Pía no tardó en tirarse a la cama, sabía cuánto podían provocar unas piernas abiertas frente a un compañero que no dudó en sumergirse entre medio de ellas. Sólo un respiro cerca de la vulva bastó para que Pía se estremeciera, el reflejo de contraer su pelvis, alejaba por milésimas de segundos una boca sedienta de un oasis que estaba dispuesto a saciarla. La vista no era para despreciable: sus pequeños senos enmarcaban la candente secuencia de un sexo oral que la estaba llevando a una experiencia sensorial placentera. Lamidas profundas hasta que el irrefrenable instinto de poseerla de nuevo, se apoderó de Iñaki. Una lubricación perfecta hizo que se deslizara sin problemas dentro de su amante,llenando todos los espacios. Dentro, fuera, dentro, fuera, jugaba con el deseo de su compañera, las ansias de Pía sólo podían traducirse en «Seguí que me encanta» pronunciado entrecortado en el medio de la agitación que le provocaba ser penetrada por quien había deseado hace mucho tiempo.

Necesitaba tomar el control, pero estar «en cuatro» sobre una cama le dificultaba poder tomarlo. En una rápida maniobra , tiró a Iñaki boca arriba y se sentó sobre él. Y cogió, lo cogió, a esta altura no importa cómo llamar al acto sexual, lo que allí pasaba iba más allá de un nombre. Pía quería darlo todo, quería demostrar que podía dar placer, subía y bajaba con un frenesí que antes no había experimentado.

Y sucedió. Una mano subió por su pecho hasta llegar a su cuello, concentrada en continuar con lo que estaba haciendo, comenzó a sentir una presión que la excitaba. Él lo notó y lo usó a su favor, esta vez embestía a una mujer que se envolvía en gemidos cada vez que la tomaba por el cuello. Rápido, lo salvaje no los había abandonado. Una, dos, tres, veinte, mil y Pía explotó. Un hormigueo de la punta de los dedos hasta el último rincón de su cabeza. Le dió uno de sus mejores orgasmos al tipo que aún seguía son su pene dentro de ella. Y vino otro. Una contracción dentro de su vagina quería retener a Iñaki adentro para siempre. Pero no era egoísta. Sabía que era su turno.

Se arrodilló al lado de él, y con sus labios formó un círculo con el rodeaba la punta de un pene que conservaba la tensión, como si adivinara lo que estaba por pasar. La lengua por un costado y por otro. Por la punta, por los bordes hasta que lo metió casi completo dentro de su boca. Iñaki miraba extasiado y respiraba como podía.

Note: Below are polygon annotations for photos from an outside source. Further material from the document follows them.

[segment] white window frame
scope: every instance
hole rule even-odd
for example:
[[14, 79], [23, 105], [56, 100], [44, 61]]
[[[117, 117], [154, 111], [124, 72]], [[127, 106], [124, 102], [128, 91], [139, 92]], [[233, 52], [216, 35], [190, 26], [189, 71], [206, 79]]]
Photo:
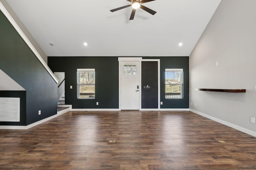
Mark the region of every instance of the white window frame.
[[[181, 82], [180, 82], [180, 96], [178, 97], [166, 97], [166, 80], [165, 80], [165, 74], [166, 73], [166, 72], [174, 72], [174, 71], [180, 71], [180, 72], [182, 72], [182, 74], [181, 75]], [[184, 71], [183, 71], [183, 68], [166, 68], [165, 69], [165, 72], [164, 72], [164, 74], [165, 74], [165, 79], [164, 79], [164, 88], [165, 88], [165, 89], [164, 89], [164, 96], [165, 96], [165, 98], [166, 99], [183, 99], [183, 92], [184, 92], [184, 83], [183, 83], [183, 81], [184, 81]], [[174, 96], [175, 96], [175, 95], [173, 95]], [[176, 95], [177, 96], [177, 95]]]
[[94, 87], [95, 86], [95, 82], [94, 82], [94, 84], [80, 84], [79, 83], [79, 72], [83, 72], [83, 71], [91, 71], [94, 72], [94, 80], [95, 80], [95, 68], [77, 68], [76, 69], [76, 88], [77, 88], [77, 98], [78, 99], [92, 99], [95, 98], [95, 90], [94, 89], [94, 97], [87, 97], [87, 98], [80, 98], [80, 93], [79, 92], [79, 85], [80, 84], [88, 84], [88, 85], [92, 85], [94, 84]]

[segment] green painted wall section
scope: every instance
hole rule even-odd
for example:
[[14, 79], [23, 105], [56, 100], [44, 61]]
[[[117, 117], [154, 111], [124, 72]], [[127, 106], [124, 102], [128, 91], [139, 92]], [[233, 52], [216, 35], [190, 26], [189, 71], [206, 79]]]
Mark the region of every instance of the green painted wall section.
[[[161, 108], [188, 108], [188, 57], [148, 57], [160, 59]], [[49, 57], [48, 65], [53, 72], [65, 72], [65, 102], [74, 109], [118, 109], [118, 57]], [[94, 99], [78, 99], [77, 68], [95, 68], [96, 96]], [[166, 99], [165, 69], [183, 68], [184, 95], [182, 99]], [[72, 86], [73, 88], [70, 88]], [[96, 105], [96, 102], [99, 105]]]
[[[115, 57], [48, 57], [53, 72], [65, 72], [65, 104], [74, 109], [118, 109], [118, 62]], [[95, 98], [78, 99], [77, 68], [95, 69]], [[70, 89], [70, 86], [73, 86]], [[99, 102], [96, 105], [96, 102]]]
[[56, 114], [57, 83], [2, 12], [0, 37], [0, 69], [26, 93], [25, 124], [0, 125], [28, 125]]

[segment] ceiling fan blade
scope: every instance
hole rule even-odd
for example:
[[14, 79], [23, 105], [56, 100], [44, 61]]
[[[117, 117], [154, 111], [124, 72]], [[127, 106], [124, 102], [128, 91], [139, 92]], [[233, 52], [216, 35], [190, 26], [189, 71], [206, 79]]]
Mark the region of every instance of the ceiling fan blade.
[[143, 4], [144, 3], [148, 2], [149, 2], [153, 1], [156, 0], [142, 0], [140, 1], [140, 4]]
[[150, 9], [149, 9], [149, 8], [147, 8], [145, 6], [143, 6], [141, 4], [140, 5], [140, 8], [142, 10], [145, 10], [146, 11], [148, 12], [149, 13], [153, 15], [156, 14], [156, 12], [153, 11], [153, 10]]
[[134, 18], [134, 15], [135, 15], [135, 12], [136, 12], [136, 9], [133, 9], [132, 11], [132, 14], [131, 14], [131, 16], [130, 17], [130, 19], [129, 20], [132, 20]]
[[114, 9], [113, 10], [110, 10], [110, 11], [112, 12], [114, 12], [115, 11], [118, 11], [118, 10], [122, 10], [122, 9], [125, 8], [126, 8], [129, 7], [129, 6], [132, 6], [131, 4], [126, 5], [125, 6], [122, 6], [122, 7], [118, 8], [117, 8]]

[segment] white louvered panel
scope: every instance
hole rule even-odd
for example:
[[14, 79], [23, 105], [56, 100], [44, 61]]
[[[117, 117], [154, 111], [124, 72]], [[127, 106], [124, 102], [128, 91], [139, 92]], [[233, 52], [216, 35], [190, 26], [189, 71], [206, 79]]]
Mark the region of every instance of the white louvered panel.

Devoción, esa es la palabra. Pía se lo chupaba con devoción, le gustaba hacérselo y se notaba. Otra vez saliva, la urgencia, las comisuras, el éxtasis, la animalidad, los jadeos, y las pocas palabras que se podían entender:

– ¿Dónde lo querés?,

– Donde quieras.

En un segundo, se descubrieron con el mismo morbo.

Con la boca de Pía aún sobre su miembro, Iñaki se apartó para eyacular sobre su mano y una mirada fue suficiente para indicarle a ella, lo que tenía que hacer: lamer hasta no dejar nada. Pía, sin objetar, acató la orden.

La culminación del acto fue una sonrisa cómplice, los dos estaban intentando asimilar lo que acababa de pasar y, mientras se acostaban exhaustos uno al lado del otro, ella seguía pensando “No puedo dejar de mirarle la boca”.